As you've probably heard by now, Mitt Romney made some disparaging remarks about the estimated 47% of the US that do not pay federal income taxes. A natural question for us Canadians is to wonder how many non-payers there are in Canada. Glen McGregor suggests that the comparable figure for Canada is 34%, but unfortunately, he is comparing apples to oranges. So here's a more accurate answer.

The 47% (actually 46.4%) might refer to the proportion of estimated total tax units in the US that had no federal tax liability in 2011, according to a model by the Urban-Brookings Tax Policy Center. Or it might refer to the estimated 45.9% of estimated total tax units in the US that had no federal tax liability in 2010, according to actual IRS data for filers and estimates of non-filers.

The 34% refers to the proportion of tax filers in Canada that had no federal or provincial tax liability in 2009, according to actual CRA data.

Obviously, the year used in the computations and the data sources are different. But those are not the main problems here.

One issue that will always arise when comparing the US and Canadian income tax systems is that most married couples file a single return in the US. This is why US data refers to "tax units" rather than individuals. But this, too, isn't the main problem, since it's unclear how this distinction skews figures.

A major issue that is easily fixed is that the 34% refers to Canadian filers that did not pay federal or provincial income taxes. But, as it turns out, over a million Canadians that paid provincial income tax in 2009 did not pay federal income tax. The US statistic refers only to federal income tax, so a more comparable figure would be the 38.2% of Canadian filers that paid no net federal tax in 2009.

Another major issue is that the 38.2% refers to the proportion of Canadian filers, while the 47% in the US includes non-filers. The proportion of American filers that didn't pay federal income tax in 2010 was 40.9%. Now, filing requirements are different in the two countries, so even comparing filers with filers is not a fair comparison. Unfortunately, I can't find an estimate for the adult population in Canada at year-end 2009, but the estimates for the 15+ and 20+ population in mid-2009 and mid-2010 are readily available from Statistics Canada. From those, we can estimate that the adult population was roughly 27.0 million at the end of 2009, which means that the proportion of the Canadian adult population that did not pay federal income tax in 2009 was about 41%.

Looking at 33.9% and 46.4% might drive us to think that, proportionately, much fewer Canadians than Americans escape the federal income tax. But when you realize that the comparison should be between 41% and 46%, the two countries look much closer.

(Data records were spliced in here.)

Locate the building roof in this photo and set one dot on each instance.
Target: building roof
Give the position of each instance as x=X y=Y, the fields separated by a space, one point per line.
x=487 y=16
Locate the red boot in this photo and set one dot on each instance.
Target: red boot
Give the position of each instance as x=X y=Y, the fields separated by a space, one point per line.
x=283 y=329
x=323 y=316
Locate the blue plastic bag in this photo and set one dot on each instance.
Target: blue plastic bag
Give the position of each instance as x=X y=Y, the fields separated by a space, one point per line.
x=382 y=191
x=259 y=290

In actuality, the gap is probably even smaller. In the US, the child tax credit gets directly subtracted off your income taxes. By contrast, in Canada, the child tax benefit (as well as the GST/HST credit) is provided throughout the year. So a family that owes $400 and gets $1,000 in child benefits would count as non-paying in the US, while it would count as paying in Canada.

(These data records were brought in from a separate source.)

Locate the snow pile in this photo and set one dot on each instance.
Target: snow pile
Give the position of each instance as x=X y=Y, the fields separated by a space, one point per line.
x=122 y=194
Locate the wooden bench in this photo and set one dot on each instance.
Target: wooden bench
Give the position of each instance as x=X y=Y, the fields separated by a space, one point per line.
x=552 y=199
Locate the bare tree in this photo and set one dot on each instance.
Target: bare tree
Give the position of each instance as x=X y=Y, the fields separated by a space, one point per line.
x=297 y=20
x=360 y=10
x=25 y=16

In the end, the proportion of Canadians that avoid federal income tax is probably not much lower than the proportion of Americans. Careless interpretation of data in the media strikes again...

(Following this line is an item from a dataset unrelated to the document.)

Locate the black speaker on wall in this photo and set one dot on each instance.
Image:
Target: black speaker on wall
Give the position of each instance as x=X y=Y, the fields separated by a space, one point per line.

McGregor also mentions at the end of his piece that much more Quebecers (38%) than Ontarians (32%) or Albertans (28%) avoid income taxes. But he's looking at provincial and federal income taxes for ON and AB, while for QC, he's only looking at federal income taxes since the CRA does not collect Québec income tax. The actual fractions of filers that did not pay federal income tax in 2009 are:

NL 41.5%
NB 39.5%
NS 39.5%
MB 39.1%
ON 39.0%
BC 38.84%
QC 38.82%
PE 37.8%
SK 37.3%
AB 31.6%

A slightly greater proportion of Québec filers paid federal income tax in 2009 than Ontario or BC filers!


Bernard von Schulmann said...

There is a big difference between the two countries in what their sources of government revenues are. In the OCED no other country collects as large a share of its revenues from personal income taxes than Canada.

Election Watcher said...

True, but the big difference is at the state/provincial level. In 2011, *Federal* personal income tax was 7.3% of GDP in the US, and 7.0% of GDP in Canada, which is quite comparable.